I turn back to the wall and carry on scraping wallpaper, but then a moment later I freeze.
What just happened!?
I playback through the previous couple of minutes in my mind to try and make sense of it, but try as I might, I can find no other explanation.
I’m becoming Hungarian!
Let me explain. This is not how a good old fashioned Brit should have answered if someone had asked how they were. If someone enquired as to how their day was going, no matter how it was actually going, a Brit would say something along the lines of “not too bad”, then they’d both nod, smile and carry on with their own business. Even if it was a truly shocking day and they’d just been told that their home had been burnt to a crisp and that a neighbour had punched their kitten in the face, a likely response would be “Good.” Or, if a Brit was having a truly spectacular day and was literally zip-a-dee-doo-dah through the daisies with joy, they might even say “yeah, alright”, but anything else even remotely touching on the truth? Don’t be daft.

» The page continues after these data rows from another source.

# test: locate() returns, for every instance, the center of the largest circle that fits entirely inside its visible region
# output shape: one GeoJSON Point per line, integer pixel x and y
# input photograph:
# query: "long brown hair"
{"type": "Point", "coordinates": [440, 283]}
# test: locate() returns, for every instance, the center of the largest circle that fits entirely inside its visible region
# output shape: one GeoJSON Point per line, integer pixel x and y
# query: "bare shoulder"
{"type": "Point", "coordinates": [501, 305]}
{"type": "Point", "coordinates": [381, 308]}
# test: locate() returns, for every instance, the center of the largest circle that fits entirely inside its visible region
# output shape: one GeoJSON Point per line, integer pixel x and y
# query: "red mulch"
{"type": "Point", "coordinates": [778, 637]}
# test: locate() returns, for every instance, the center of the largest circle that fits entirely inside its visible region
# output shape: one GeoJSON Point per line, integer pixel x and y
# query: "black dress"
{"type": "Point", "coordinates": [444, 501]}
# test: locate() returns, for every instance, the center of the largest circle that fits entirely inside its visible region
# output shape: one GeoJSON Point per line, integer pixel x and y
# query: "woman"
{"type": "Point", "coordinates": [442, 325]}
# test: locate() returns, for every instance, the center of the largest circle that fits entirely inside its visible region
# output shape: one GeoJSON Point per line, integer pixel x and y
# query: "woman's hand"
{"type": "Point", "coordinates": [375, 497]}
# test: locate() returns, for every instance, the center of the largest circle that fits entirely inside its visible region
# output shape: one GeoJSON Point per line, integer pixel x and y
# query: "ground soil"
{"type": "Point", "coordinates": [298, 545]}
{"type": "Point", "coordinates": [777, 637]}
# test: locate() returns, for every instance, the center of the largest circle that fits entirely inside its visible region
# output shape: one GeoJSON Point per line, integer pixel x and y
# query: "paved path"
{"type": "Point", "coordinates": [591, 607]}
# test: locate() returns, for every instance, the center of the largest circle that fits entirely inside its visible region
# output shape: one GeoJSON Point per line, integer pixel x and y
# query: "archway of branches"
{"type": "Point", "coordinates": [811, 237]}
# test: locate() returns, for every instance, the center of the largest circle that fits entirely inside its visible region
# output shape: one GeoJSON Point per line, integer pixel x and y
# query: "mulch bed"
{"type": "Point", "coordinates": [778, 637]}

Hungarians on the other hand will always tell you EXACTLY how they feel and to be honest, they rarely seem to feel that things are going well for them. I first realised this at a wedding just outside of Budapest. I was sat next to a guy who I vaguely knew and foolishly asked him how he was. Thirty minutes later, having found out all about how badly his job was going, his inner thinking as to why he was finding it so hard to have a successful relationship, and just how he loathed his life in general, I’d learnt a valuable lesson. Don’t ask a Hungarian how they are unless you really want to know. This lesson was then reinforced a couple of years later when a stranger started making small talk with me in a sauna, In a moment of weakness I asked him how he was and then almost boiled in the sauna heat as he regaled an epic tale of his daughter’s divorce. To clarify, I did not know this man.
A few hours later and I’m taking my sore knuckles to nursery to collect my youngest, Lola. I ask her how her day was?
She thinks for a moment, contemplating a suitable response.
“Yes playing. No painting. No drawing. Yes potato. No beans. Yes fighting. Yes crying.” she responds, taking me through her absolute rollercoaster of a day
FYI, everyday she tells us “No beans”. Lola does not like beans.
“Yes crying?” I ask.
“Yes. I been sad.” Lola pulls a sad face just incase I’d failed to grasp the gravitas of her despair.
Check. Lola is Hungarian.
We both go to the school and collect our eldest, Mila. I ask her the same question.
“How was school, Mila?”
“Good.” she says.
I nod, we smile and walk home in near, good old fashioned British silence.